Education is as precious as water in Haiti. The ruined capital was filled with parochial and secular schools built on the strict French model, many affordable even to the poorest parents, who struggled to pay a few dollars a week in tuition…
Now there are no schools. Education officials here estimate that the quake erased thousands of campuses, and at least 75% of those in the capital lie in ruins… Nearly every block has one, with many meeting in multiple sessions into the evening. …the debris-filled sites where they once stood are the places that smell the strongest of death. They were filled with children.
Information from the CofChrist is probably typical for other religious ministries in Haiti. The denomination primarily worked through a charity, Outreach International , created by church members several decades ago that had been able to build and maintain — even through years of political instability in the country — a network of ninety schools enrolling 9000 students. (That number is not impressive until you realize that the Community of Christ has only about 140,000 known, baptized members in the entire US and Canada.)
On January 19, Outreach International reported, almost defiantly:
Outreach International’s Haiti school children, staff and facilities are so severely impacted with loss of life and destroyed buildings that the organization cannot come close to accounting for extent of loss.

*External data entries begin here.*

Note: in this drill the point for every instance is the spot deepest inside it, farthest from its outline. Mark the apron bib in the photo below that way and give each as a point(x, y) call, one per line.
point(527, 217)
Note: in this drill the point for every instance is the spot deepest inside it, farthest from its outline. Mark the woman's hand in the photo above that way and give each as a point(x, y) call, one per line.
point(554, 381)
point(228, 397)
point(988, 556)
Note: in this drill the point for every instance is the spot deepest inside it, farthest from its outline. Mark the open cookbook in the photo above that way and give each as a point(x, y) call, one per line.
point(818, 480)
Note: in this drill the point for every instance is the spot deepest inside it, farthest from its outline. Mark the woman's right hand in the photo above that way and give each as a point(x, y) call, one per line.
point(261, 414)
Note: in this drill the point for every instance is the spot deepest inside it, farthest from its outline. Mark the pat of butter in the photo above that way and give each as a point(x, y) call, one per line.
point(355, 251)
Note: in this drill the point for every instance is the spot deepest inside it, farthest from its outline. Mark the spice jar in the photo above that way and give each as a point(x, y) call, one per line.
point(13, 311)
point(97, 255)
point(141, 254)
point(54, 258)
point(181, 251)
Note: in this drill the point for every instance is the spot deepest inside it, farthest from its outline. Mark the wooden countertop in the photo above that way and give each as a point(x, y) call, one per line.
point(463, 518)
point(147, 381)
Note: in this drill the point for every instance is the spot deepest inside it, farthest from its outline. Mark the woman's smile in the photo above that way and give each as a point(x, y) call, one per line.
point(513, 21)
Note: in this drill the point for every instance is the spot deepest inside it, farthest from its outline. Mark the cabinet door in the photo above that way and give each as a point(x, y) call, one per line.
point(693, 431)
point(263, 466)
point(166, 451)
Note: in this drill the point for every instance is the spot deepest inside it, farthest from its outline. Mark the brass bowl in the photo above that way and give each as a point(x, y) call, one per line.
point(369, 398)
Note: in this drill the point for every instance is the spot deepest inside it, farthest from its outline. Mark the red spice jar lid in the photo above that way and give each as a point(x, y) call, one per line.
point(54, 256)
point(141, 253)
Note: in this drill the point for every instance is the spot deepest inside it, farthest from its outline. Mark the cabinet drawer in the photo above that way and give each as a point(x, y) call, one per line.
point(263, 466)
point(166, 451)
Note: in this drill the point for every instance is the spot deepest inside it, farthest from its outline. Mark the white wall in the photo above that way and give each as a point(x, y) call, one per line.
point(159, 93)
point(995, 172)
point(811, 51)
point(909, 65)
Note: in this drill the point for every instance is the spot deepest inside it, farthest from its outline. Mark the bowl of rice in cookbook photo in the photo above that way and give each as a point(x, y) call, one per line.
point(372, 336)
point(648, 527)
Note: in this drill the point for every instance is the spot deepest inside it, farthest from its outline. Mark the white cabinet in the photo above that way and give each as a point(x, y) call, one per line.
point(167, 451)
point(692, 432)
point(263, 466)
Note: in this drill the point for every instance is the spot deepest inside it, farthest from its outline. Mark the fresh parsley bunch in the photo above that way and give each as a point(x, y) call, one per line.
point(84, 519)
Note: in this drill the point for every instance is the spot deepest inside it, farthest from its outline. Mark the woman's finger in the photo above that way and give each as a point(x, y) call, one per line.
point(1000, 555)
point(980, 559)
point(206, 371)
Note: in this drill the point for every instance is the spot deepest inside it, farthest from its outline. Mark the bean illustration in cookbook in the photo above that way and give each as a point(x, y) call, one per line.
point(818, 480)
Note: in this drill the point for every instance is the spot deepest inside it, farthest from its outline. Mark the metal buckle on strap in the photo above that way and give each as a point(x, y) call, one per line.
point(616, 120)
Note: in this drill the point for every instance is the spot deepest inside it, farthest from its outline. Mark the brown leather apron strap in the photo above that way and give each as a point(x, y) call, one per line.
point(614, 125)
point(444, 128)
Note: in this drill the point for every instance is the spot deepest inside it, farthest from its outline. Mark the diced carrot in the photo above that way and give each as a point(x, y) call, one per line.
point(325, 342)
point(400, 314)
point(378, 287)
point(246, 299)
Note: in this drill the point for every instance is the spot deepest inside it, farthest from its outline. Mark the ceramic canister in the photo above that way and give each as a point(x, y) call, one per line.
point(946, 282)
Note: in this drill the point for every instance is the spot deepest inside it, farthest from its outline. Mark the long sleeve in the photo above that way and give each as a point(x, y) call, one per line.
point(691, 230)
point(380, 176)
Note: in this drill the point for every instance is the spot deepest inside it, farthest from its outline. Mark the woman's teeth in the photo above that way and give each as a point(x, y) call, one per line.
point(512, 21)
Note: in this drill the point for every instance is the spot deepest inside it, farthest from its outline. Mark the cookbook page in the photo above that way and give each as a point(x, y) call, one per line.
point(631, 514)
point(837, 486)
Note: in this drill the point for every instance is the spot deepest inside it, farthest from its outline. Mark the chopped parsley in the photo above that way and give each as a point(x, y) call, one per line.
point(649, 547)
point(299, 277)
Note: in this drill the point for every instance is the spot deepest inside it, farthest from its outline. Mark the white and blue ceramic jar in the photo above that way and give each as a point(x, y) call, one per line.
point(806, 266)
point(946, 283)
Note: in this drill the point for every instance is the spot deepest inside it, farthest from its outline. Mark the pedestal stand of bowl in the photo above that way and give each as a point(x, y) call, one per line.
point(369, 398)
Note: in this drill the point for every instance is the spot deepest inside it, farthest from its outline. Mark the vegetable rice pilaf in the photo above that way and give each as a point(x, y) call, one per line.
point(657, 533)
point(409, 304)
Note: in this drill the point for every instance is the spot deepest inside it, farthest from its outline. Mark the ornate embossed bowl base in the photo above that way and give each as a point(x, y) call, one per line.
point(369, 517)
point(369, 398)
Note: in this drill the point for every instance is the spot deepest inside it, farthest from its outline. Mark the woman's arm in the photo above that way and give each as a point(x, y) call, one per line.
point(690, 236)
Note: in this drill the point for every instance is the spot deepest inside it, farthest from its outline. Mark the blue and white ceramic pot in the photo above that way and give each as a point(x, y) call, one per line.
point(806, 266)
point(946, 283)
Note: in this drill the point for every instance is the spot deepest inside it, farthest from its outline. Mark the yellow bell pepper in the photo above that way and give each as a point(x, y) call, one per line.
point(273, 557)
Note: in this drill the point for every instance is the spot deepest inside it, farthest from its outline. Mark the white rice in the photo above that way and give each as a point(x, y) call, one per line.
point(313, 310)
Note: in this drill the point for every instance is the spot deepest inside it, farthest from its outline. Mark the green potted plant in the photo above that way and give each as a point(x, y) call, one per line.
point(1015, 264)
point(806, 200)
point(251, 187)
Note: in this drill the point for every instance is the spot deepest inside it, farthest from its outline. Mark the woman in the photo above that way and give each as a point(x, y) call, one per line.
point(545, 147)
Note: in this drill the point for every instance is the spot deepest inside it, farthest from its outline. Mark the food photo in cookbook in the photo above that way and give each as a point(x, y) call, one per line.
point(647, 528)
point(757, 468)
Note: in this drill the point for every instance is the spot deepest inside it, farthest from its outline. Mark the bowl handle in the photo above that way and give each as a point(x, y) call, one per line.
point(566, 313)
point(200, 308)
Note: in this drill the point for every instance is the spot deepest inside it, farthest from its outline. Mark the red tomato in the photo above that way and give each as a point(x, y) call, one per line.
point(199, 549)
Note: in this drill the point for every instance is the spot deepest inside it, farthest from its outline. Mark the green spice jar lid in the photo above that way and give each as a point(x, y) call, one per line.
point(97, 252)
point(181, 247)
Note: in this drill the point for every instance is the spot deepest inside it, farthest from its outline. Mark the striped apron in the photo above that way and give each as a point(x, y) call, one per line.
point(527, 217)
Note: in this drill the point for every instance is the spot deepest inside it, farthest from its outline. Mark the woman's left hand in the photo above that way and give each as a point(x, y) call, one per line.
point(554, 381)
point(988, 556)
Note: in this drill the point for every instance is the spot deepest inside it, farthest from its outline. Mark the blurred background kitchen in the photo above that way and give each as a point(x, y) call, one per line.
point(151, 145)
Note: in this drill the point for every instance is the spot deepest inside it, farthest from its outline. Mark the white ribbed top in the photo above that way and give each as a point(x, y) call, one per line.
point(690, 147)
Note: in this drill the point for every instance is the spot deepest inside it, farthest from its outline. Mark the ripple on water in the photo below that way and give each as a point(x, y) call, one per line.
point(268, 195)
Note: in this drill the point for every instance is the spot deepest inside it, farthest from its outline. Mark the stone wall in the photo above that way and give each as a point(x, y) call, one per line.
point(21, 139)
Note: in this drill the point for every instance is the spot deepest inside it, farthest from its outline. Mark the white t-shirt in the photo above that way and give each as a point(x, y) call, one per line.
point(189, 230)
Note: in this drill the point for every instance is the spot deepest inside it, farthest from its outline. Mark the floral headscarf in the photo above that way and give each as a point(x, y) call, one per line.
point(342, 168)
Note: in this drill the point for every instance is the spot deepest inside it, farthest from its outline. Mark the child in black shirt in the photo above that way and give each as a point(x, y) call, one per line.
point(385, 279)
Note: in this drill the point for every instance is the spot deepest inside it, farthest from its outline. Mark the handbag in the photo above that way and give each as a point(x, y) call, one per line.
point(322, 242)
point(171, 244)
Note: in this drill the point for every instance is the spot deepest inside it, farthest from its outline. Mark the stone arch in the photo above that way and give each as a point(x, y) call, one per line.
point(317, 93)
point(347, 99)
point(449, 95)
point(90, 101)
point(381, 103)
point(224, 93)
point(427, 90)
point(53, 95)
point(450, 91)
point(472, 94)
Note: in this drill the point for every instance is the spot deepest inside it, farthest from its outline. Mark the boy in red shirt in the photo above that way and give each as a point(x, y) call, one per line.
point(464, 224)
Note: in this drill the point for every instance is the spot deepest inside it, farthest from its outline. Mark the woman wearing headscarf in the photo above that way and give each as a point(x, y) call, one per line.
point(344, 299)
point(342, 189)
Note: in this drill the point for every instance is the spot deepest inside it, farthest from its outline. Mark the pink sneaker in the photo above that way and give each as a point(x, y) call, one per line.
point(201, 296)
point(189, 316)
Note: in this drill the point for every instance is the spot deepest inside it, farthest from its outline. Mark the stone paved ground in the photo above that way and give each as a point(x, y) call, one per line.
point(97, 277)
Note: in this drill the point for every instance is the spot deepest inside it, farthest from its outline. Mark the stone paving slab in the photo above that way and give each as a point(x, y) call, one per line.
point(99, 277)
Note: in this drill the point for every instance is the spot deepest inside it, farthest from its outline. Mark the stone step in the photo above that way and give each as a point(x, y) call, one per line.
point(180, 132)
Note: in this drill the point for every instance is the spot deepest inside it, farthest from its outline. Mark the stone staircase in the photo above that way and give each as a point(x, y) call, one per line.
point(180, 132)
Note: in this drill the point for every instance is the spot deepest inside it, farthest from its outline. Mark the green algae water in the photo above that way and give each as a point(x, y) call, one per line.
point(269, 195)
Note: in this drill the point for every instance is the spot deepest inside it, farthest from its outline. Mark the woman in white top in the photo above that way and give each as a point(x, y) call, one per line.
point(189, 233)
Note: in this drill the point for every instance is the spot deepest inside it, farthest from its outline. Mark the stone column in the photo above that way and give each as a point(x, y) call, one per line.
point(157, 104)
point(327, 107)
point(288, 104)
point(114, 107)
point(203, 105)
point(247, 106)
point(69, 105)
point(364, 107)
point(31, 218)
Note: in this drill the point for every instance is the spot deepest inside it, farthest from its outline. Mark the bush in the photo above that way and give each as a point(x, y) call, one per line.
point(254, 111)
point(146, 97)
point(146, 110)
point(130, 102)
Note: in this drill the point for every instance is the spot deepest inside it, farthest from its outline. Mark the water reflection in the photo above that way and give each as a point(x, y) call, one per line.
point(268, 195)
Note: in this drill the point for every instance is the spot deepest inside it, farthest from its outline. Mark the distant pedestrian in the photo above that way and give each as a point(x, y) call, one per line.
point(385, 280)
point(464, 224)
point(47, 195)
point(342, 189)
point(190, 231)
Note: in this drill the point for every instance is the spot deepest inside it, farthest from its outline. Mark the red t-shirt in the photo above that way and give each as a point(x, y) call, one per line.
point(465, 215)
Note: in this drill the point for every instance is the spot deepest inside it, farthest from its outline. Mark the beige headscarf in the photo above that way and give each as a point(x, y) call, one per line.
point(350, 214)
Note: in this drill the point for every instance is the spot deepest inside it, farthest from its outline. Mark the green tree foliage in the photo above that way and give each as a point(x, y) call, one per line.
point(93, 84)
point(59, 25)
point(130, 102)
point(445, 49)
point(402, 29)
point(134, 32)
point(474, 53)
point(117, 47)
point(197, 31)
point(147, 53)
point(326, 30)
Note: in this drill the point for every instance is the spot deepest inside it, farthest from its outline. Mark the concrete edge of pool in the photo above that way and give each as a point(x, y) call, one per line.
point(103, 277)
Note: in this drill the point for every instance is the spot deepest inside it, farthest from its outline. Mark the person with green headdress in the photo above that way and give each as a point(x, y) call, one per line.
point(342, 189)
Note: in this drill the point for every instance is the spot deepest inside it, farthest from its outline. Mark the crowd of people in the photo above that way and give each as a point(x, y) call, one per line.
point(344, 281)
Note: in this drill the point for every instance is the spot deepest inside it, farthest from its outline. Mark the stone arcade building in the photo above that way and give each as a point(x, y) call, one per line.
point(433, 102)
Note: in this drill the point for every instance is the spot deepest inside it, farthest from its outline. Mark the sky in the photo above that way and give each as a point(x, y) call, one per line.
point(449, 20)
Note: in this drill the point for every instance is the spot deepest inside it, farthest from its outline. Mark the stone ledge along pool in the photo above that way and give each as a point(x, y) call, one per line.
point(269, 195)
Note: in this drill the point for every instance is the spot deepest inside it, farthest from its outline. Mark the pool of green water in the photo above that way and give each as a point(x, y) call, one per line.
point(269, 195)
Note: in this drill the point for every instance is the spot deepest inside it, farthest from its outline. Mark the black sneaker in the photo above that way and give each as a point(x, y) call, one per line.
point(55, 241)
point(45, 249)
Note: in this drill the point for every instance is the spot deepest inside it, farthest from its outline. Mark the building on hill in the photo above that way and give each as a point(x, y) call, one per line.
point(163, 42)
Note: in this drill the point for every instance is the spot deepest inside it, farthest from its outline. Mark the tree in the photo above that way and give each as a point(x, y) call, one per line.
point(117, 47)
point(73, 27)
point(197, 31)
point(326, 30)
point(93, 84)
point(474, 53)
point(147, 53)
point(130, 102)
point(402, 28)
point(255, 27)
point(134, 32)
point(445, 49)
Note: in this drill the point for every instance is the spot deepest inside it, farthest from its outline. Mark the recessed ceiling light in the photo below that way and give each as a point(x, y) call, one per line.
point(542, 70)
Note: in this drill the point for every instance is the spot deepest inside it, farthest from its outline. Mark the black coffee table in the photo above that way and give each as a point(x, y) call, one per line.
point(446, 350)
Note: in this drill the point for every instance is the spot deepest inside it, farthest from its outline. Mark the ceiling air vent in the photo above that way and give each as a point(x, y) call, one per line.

Matthew Naylor, Outreach International President, received an email today from Michel Rosier, Outreach International schools network director stating, “It is difficult and even painful to give you a detailed report on the Haitian situation. I thank you so much for your extreme concern for the Haitian people.”
With a teacher staff of 300+, Rosier and another staff member, Augustin Derat, executive director for the schools programs, are the only two staff accounted for. Both of them, along with their families, are living on the streets.
Early reports indicate that 7 of 12 schools which have been inspected are destroyed and the rest seriously damaged. There are at least 20 schools in the affected area. Rescue efforts at one school have saved 7 students from the rubble. Rosier states, nothing can be done for the others trapped.
With the Outreach International schools network so badly damaged, initial support for relief efforts has been made through Doctors Without Borders (MSF) located in Port-au-Prince, who will supply the type of immediate relief requested by our staff members on the ground.
Naylor promises, Outreach International will continue to invest in the long-term development in Haiti. We pledge to remain with the surviving children, families, and staff in order to put their lives back together. We will stay for as long as it takes. This is where the bulk of our resources will go.
I am sure that reader’s here have already made initial decisions about how much and in what ways they wish to help Haiti. However, I’d like to pose some more strategic questions that will still be relevant as the emergency evolves further:
How should our churches (and our peoples) give relative priority to our notions of the evangelistic and Zion-building enterprises?
Does the elevation of “care of the poor and needy” within the LDS “purposes” change their personal response in how they give time and money? Does the setback to the school programs in Haiti change how Community of Christ members allocate their giving?
How should the churches allocate the proportion of their support among their own people and ministries and among the general population affected by the crisis?
Is the best strategy for each church to focus massive resources on emergencies as they happen, wherever they happen (knowing that they will need to move on to some other emergency after a year or so, unfortunately)? Or is it better to build long term programs that, also unfortunately, may have to be built again and again?
How do the churches best coordinate with other religious and humanitarian agencies in ways that are faithful to the two denominations’ separate understandings of the meaning of the Restoration?
How do we integrate our sense of the Spirit calling us personally with the task of our churches and other ministries?